Post
Topic
Board Bitcoin Discussion
Re: Eventually the FUNGIBILITY issue of bitcoin will make headlines ...
by
brg444
on 29/09/2015, 07:48:04 UTC
losing money due to receiving bad Bitcoin is nothing qualitatively new. I'm not saying it is a good thing though.


"Bad Bitcoin"? Wtf... I know you have some Monero to sell but this is beyond ridiculous

It took me a second, but I now appreciate the #bitcoin-assets 'there are no tainted Bitcoins, only tainted institutions' POV.

I love the smugness of that serene maxim, and look forward to the day when it has practical value for those of us with <100 BTC.

OTOH, I believe (smooth will have to back me up with The Science) that Bitcoins are not perfectly fungible at the protocol level because they are uniquely identifiable, and thus may be discriminated against (ie, considered "bad") by individuals, if not in the aggregate.

AFAIK, the Monero protocol couldn't tell "good" coins from "bad" ones even if it wanted to, so its coins are perfectly fungible (no matter what, and without need to invoke rosy assumptions about the future of crypto vs fiat).
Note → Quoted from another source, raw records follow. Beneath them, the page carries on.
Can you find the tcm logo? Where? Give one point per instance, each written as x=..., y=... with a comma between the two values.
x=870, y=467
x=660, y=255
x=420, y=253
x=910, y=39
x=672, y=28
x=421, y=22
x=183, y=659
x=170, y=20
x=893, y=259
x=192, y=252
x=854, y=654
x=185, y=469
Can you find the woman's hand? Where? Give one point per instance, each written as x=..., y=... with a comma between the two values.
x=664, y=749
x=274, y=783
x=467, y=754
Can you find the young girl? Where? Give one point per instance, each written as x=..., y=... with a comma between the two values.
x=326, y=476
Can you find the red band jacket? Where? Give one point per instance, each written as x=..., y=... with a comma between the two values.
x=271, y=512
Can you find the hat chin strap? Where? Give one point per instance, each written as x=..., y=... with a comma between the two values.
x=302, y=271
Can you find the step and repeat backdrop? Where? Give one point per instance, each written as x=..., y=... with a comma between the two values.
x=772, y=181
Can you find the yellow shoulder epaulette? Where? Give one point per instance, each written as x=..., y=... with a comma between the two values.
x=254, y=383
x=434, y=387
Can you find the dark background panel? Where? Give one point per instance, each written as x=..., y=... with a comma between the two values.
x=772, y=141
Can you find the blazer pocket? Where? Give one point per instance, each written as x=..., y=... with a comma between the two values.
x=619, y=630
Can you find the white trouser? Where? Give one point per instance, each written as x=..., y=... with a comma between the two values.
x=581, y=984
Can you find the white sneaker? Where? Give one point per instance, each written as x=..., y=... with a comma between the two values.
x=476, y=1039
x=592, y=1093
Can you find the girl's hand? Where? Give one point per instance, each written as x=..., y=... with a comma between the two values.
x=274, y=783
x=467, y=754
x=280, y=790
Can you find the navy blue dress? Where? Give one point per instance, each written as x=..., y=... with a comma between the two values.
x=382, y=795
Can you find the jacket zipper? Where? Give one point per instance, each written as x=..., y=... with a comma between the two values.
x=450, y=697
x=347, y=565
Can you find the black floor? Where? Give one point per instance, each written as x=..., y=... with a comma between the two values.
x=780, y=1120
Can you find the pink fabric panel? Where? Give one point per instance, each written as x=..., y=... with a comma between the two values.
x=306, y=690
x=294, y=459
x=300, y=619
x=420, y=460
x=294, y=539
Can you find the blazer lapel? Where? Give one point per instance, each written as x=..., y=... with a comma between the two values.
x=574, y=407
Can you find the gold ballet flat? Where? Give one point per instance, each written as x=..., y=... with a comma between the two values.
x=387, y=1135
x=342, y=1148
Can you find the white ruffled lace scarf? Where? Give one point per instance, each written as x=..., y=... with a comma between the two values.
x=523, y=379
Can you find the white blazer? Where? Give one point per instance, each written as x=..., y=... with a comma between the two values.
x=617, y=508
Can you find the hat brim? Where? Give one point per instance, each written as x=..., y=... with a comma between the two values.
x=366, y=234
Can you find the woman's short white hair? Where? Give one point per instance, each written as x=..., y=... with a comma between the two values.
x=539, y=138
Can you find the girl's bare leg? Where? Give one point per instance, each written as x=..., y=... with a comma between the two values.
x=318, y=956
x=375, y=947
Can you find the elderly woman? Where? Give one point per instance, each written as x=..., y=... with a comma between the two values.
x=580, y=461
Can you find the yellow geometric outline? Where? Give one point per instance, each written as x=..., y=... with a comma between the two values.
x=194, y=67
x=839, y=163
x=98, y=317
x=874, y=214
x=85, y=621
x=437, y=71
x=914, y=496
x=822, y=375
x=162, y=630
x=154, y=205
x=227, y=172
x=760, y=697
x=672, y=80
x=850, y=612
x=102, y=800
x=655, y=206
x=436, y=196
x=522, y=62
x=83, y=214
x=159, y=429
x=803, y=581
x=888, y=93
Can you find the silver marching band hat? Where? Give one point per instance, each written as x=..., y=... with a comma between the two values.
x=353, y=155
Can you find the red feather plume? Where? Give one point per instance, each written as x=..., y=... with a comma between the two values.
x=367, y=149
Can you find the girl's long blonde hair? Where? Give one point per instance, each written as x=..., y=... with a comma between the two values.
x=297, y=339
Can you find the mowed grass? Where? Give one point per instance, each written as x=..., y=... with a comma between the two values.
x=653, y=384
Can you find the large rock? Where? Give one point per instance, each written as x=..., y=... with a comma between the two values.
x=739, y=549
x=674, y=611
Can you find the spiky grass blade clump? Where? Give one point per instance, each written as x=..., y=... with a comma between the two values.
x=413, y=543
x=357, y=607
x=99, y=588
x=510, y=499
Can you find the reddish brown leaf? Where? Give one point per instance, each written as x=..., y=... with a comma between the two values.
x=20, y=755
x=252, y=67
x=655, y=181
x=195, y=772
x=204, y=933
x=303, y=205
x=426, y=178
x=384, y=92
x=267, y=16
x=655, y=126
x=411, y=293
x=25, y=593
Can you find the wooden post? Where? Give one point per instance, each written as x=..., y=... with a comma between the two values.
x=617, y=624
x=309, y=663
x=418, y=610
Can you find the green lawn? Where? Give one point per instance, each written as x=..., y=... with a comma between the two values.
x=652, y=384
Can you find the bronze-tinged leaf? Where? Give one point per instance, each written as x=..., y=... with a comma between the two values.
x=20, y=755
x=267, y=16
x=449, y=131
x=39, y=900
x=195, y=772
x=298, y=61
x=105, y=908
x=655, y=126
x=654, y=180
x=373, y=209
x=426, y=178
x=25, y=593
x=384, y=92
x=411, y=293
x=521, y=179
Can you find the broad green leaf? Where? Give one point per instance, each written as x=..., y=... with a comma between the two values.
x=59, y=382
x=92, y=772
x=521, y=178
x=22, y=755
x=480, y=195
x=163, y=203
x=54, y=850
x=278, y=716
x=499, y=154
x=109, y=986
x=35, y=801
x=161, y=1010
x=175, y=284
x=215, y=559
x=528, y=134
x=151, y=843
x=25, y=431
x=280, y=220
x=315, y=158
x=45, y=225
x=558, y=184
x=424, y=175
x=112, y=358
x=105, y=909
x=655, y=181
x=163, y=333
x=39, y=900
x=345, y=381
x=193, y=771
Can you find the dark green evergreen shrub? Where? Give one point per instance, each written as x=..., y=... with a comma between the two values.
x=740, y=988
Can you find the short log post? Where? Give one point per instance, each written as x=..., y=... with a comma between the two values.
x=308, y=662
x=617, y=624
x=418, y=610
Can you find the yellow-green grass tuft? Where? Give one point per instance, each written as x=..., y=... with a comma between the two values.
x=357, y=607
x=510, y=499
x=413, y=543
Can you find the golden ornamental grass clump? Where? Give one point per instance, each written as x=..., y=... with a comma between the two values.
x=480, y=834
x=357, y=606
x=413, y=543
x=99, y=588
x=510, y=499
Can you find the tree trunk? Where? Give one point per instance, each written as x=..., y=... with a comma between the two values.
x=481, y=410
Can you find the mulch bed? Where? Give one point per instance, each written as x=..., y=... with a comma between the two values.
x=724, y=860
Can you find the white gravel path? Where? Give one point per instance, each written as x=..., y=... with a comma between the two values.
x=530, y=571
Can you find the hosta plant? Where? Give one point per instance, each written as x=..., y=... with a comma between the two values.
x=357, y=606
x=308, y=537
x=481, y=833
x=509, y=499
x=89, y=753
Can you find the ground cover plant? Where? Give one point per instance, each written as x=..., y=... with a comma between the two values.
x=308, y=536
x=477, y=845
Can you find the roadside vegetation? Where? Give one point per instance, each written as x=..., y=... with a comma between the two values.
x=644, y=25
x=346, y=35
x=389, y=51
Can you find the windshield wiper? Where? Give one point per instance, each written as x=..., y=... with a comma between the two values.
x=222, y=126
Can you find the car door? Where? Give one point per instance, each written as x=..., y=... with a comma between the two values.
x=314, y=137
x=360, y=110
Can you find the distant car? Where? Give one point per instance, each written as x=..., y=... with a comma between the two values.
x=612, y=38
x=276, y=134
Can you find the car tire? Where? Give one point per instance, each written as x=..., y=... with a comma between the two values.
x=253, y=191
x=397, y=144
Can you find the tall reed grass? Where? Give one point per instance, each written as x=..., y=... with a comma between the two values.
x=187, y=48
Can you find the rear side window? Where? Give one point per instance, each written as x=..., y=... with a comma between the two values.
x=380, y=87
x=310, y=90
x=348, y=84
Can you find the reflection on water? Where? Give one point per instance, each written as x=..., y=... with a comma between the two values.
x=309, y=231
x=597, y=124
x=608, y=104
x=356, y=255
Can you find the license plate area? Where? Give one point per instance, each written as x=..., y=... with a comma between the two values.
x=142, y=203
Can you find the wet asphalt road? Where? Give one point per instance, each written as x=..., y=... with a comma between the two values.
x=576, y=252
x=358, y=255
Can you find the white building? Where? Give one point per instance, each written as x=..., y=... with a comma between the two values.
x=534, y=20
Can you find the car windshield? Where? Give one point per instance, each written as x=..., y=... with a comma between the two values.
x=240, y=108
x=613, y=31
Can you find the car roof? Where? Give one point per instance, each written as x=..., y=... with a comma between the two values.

Bitcoin Black/Whitelists: technically trivial to implement and enforce, commonly done in status quo (eg stolen Evolution coins at BTCE)

Monero Black/Whitelists: technically impossible to implement or enforce (is it true?)

I still don't see how that holds true.

As smooth himself has pointed out, once two satoshis are spent from two different inputs to the same output they are indistinguishable.